Hundreds rally for rural hospitals

Posted on April 30, 2009 in Governance Debates, Health Debates

TheStar.com – Ontario/Healthzone.ca – Hundreds rally for rural hospitals
April 30, 2009.   Theresa Boyle

In battles reminiscent of a decade ago, when Toronto was in the grips of an all-out war over hospital closings, small rural and northern hospitals across the province are facing serious cuts or outright closings, creating a furor among local residents.

Financially, it may make sense. But to small-town folk facing the prospect of travelling kilometres down the highway to the nearest hospital while suffering chest pains, it doesn’t seem fair.

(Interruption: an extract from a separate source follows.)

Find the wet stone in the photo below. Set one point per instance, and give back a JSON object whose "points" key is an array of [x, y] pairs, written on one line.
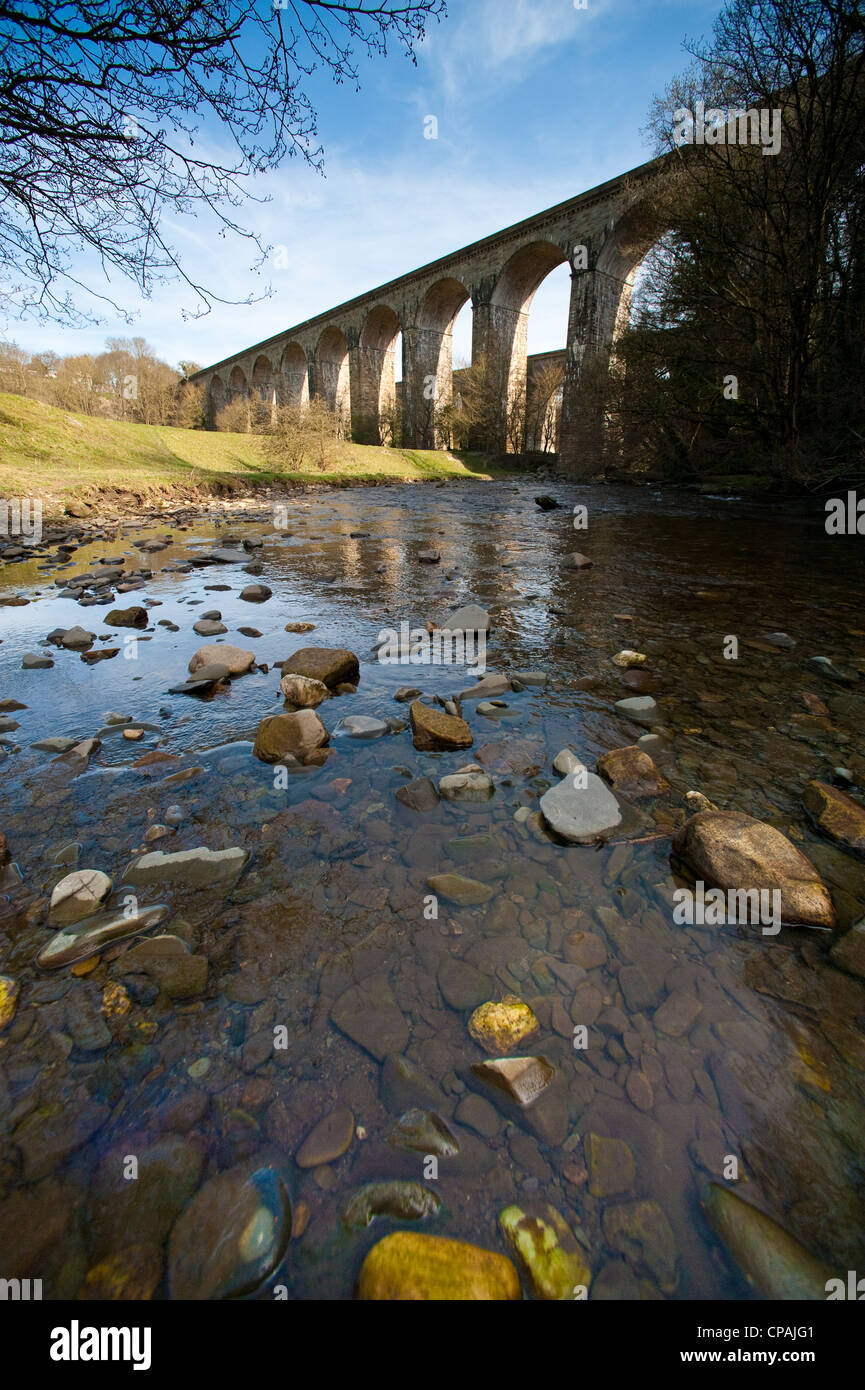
{"points": [[131, 1275], [435, 730], [231, 1237], [611, 1166], [643, 1235], [410, 1266], [544, 1244], [328, 1140], [402, 1200], [502, 1026], [370, 1016], [423, 1132], [419, 795], [78, 895], [459, 890], [462, 984]]}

In a show of force, about 1,000 protesters from more than 15 small towns took over the front lawn of Queen’s Park yesterday to protest cuts they contend are being forced by hospital deficits rather than any grand plan for health-care restructuring.

Barb Staroba, 46, said she knows first-hand that keeping Fort Erie’s Douglas Memorial Hospital open is the difference between life and death. She had a heart attack and was saved by the quick response of the staff there six years ago. Her survival chances would have been slim if she had been taken for treatment in St. Catharines, 40 minutes away, she said.

“There’s nothing wrong with becoming efficient, but when you are becoming efficient at the expense of small, rural and northern communities, that’s unacceptable,” said Russ Wilson, general manager of community health for the Town of Fort Erie and an organizer of the protest, said in an earlier interview.

“If you talk to any resident of a small community, they are going to tell you that the hospital is the backbone of their community. That’s where all their friends and neighbours work. That’s where their doctors take them from cradle to cane. These people fundraise for their hospitals, they build them, they equip them,” he adds.

“The `H’ is coming off our hospital. The longer people have to travel to get health care, the more likely it is that they are not going to make it,” Wilson warns.

Reaction to the changes is similar to that elicited in the late 1990s when the now-defunct Health Services Restructuring Commission spearheaded closings and mergers of about 40 hospitals, mostly in urban areas of the province.

Other communities facing the possibility of hospital cuts or closings include Port Colborne, Durham Region, Wallaceburg, Quinte, Leamington, Mount Forest, Strathroy, Petrolia and St Joseph Island near Sault Ste. Marie.

Betty Turner, 80, of Wallaceburg said at yesterday’s protest that eliminating the ER from her local hospital will be devastating for seniors who make up a majority of those in need of critical care. She said plans to move that service to Chatham would put a strain on the quality of care Chatham could offer to the 22,000 people who use the ER annually. “They can’t handle our volume,” she said.

Health Minister David Caplan announced Monday his government is making good on an election promise to establish a Rural and Northern Health Care Panel to provide recommendations on how to co-ordinate delivery of health services to northern and rural areas.

But Natalie Mehra of the Ontario Health Coalition questions the wisdom of establishing the panel after cuts were already underway. “The cart is well ahead of the horse here. What’s clear is that health planning is a big mess now,” she says.

Grilled over the hospital changes during the Legislature’s daily question period, Caplan said it is in patients’ best interests to have better, bigger hospitals.

“I understand there will always be anxiety whenever there are any changes that are made, but all the changes … are for improved patient care,” he told reporters.